Sunday, November 17, 2024 12:37 AM
Kioxia files for an IPO targeting December, marking a significant move in Japan's tech sector.
TOKYO: In a significant move for the technology sector, Japanese chipmaker Kioxia has officially filed for an Initial Public Offering (IPO) on Friday. This decision comes after a previous attempt was halted in October due to investor concerns regarding the company's valuation. Kioxia, which is backed by Bain Capital, is now aiming for a December launch for its IPO, marking a renewed effort to enter the public market.
The IPO registration is particularly noteworthy as Kioxia is the first company to operate under Japan's new rules that allow firms to engage with potential investors prior to receiving listing approval from the Tokyo Stock Exchange. This innovative approach could pave the way for other companies looking to go public in the future.
Sources familiar with the situation have indicated that Kioxia expects to receive the necessary approval by late November. At that time, the indicative price for the shares will also be revealed. The company’s filings suggest that it plans to conduct the IPO sometime between December and June, providing a window of opportunity for investors.
Kioxia was acquired from Toshiba six years ago for a staggering 2 trillion yen. Since then, it has been operating under Bain Capital's guidance, paying an annual business consulting fee of 1 billion yen.
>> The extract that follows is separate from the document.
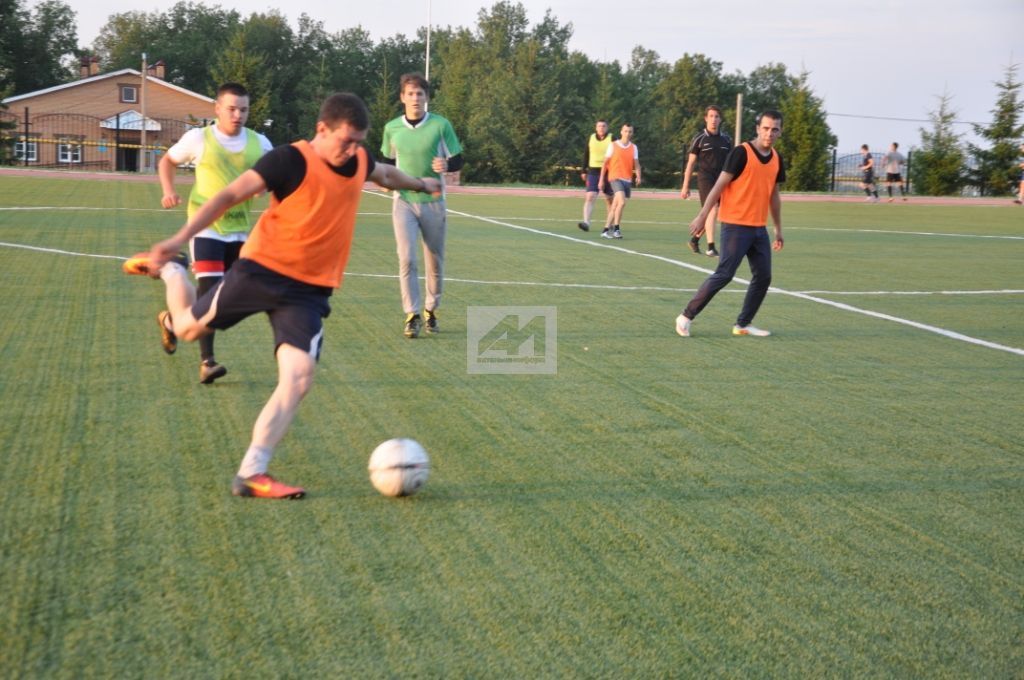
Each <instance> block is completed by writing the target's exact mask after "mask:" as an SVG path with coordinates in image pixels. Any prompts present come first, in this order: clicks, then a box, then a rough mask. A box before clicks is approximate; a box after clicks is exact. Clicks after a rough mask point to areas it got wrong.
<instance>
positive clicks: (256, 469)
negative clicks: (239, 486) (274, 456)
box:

However, this fee will come to an end with the IPO, and Kioxia will owe Bain an additional 3.5 billion yen upon going public.
In the competitive landscape of memory chips, Kioxia faces tough rivals such as Samsung Electronics and SK Hynix. The company has recently experienced challenges due to a downturn in the memory chip market, raising questions about the sustainability of a recent price recovery. Nevertheless, there are signs of optimism; Kioxia reported a 32 percent increase in operating profit, reaching 166 billion yen in the July-September quarter compared to the previous three months.
Looking ahead, Kioxia plans to expand its production capacity, particularly in response to the growing demand for chips used in artificial intelligence applications. The company is well-known for its focus on NAND flash memory, a technology it pioneered in the 1980s. Notably, major clients like Apple and Dell account for 21 percent and 9 percent of Kioxia's sales, respectively, highlighting the company's significant role in the tech supply chain.
As Kioxia prepares for its IPO, it is essential to consider the broader implications of this move. The success of Kioxia's public offering could not only bolster its financial standing but also serve as a bellwether for the semiconductor industry in Japan. Investors will be watching closely to see how Kioxia navigates the challenges ahead and whether it can capitalize on the growing demand for advanced memory solutions.